Pensé con rapidez, tratando de visualizar la geografía de la isla. Leatherhead estaba a muchos kilómetros al Sur de donde nos encontrábamos.

El hombre continuó:

—Vean ustedes, vivo en Woking, y antes de que los marcianos atacaron conseguí llevar a mi esposa a lugar seguro. Desde entonces, como me vi obligado a regresar a Woking, estoy tratando de reunirme con ella. Pero, con gran dolor, he comprobado que toda la extensión entre Leatherhead y este punto está en manos de esas bestias.

—Entonces, ya que su esposa está a salvo —dijo Amelia—, ¿no sería acertado que usted se uniera a nosotros hasta que el ejército se haga cargo de esta amenaza?

Era evidente que el hombre se había tentado, porque no estábamos a muchos kilómetros de distancia de Richmond. Vaciló unos segundos más y luego asintió con la cabeza.

—Si van remando necesitarán otro par de brazos —dijo—. Lo haré con mucho gusto, pero primero, ya que estoy tan sucio, quisiera lavarme.

Fue hasta el borde del agua, y recogiendo agua con las manos se lavó, quitándose gran parte de los restos de humo y suciedad que tanto lo desfiguraban. Luego, después de haberse alisado el cabello, le extendió una mano a Amelia y la ayudó a subir nuevamente al bote.

Capítulo 20

BOGAMOS RÍO ABAJO

I

Que nuestro nuevo amigo era persona de buenos modales quedó demostrado tan pronto como subimos al bote. No quiso aceptar que yo remara, mientras él no hubiera cumplido su turno en los remos, e insistió en que me sentara a popa con Amelia.

—Debemos estar preparados —dijo— en caso de que esos demonios regresen. Nos turnaremos para remar, y todos mantendremos los ojos bien abiertos.
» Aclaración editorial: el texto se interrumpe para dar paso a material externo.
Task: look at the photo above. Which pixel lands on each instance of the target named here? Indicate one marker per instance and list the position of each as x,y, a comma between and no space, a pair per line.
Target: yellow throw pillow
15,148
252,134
Hacía algún tiempo que yo pensaba que la aparente inactividad de los marcianos debía ser temporaria, y era alentador saber que alguien compartía mis sospechas. Esto sólo podía ser una pausa en su campaña, y como tal debíamos aprovecharla al máximo.

De acuerdo con nuestro plan, mantuve una atenta vigilancia para ver si aparecían los trípodes (aunque al presente todo parecía tranquilo), pero Amelia tenía puesta su atención en otra cosa. En realidad, miraba fijamente a nuestro nuevo amigo con una atención indebida.

Por fin, ella dijo:

—Señor, ¿puedo preguntarle si alguna vez ha visitado Reynolds House, en Richmond?

El caballero la miró con evidente sorpresa, pero de inmediato dijo:

—Sí, por cierto, pero hace muchos años.

—¿Entonces conoce a Sir William Reynolds?

—Nunca fuimos muy amigos, porque temo que él no era dado a amistades íntimas, pero éramos miembros del mismo club en St. James y ocasionalmente intercambiábamos confidencias.

Amelia frunció el ceño en su esfuerzo por concentrarse.

—Creo que nos hemos conocido anteriormente.

Nuestro amigo dejó de remar y mantuvo los remos fuera del agua.

—¡Mi Dios! —exclamó—. ¿No es usted la ex secretaria de Sir William?